Curling behavior of natural hydraulic lime-cement mortars

A recently published paper aims to identify the parameters influencing the curling phenomenon, and to understand the influence of cement substitution by increasing proportions of Natural Hydraulic Lime (NHL) on the kinetics and the final curling magnitude.

Mason's trowel with mortar lies on the edge of a bucket.
The results of the study showed that NHL leads to a significant reduction in tthe curling's final amplitude and delayed its start time. Source: Voyagerix – -

The developed experimental approach shows that the curling is mainly driven by the progress of the drying front in the specimen depth. A common curve curling-drying depth is observed for all the studied mortars independently of their mix-design. Results also show that NHL leads to a significant reduction in the curling’s final amplitude and delayed its start time due to its influence on the microstructure of studied mortars.

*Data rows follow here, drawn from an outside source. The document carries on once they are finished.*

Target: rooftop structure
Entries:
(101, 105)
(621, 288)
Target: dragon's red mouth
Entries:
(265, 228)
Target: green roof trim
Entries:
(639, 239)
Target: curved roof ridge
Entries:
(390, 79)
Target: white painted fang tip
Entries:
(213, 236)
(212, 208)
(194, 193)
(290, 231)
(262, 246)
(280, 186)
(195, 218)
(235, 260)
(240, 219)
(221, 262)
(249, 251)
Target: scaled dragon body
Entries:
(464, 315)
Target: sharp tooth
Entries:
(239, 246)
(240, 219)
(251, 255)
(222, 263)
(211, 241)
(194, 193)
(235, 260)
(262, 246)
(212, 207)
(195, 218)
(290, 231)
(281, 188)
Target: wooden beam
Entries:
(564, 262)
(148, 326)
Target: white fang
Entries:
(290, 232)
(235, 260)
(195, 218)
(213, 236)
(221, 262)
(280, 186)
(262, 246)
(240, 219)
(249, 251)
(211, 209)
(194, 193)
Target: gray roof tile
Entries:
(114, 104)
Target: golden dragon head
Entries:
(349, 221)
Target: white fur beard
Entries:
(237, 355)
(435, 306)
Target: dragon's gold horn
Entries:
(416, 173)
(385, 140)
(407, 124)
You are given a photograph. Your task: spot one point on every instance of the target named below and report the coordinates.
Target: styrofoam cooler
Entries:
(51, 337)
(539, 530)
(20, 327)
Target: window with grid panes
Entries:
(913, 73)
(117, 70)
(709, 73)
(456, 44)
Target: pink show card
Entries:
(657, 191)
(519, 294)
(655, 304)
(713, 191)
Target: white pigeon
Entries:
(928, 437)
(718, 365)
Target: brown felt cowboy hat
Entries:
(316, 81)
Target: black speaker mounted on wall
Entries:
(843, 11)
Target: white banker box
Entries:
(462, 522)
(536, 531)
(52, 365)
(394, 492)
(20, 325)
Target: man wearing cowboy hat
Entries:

Poroviscoelastic model for reproduction of curling evolution

Based on the experimental results and, mainly, on the spatio-temporal internal relative humidity evolutions, a poroviscoelastic model which incorporates well-accepted mechanisms for shrinkage is proposed. The model is able to reproduce the evolution of curling and to estimate the viscoelastic response of the studied mortars. The curling starts developing as soon as the material develops sufficient rigidity, and its magnitude is mainly related to the viscoelastic-aging modulus which is about the same for all the studied mortars.

The study is published in: Cement and Concrete Research Volume 117, March 2019, Pages 1-15.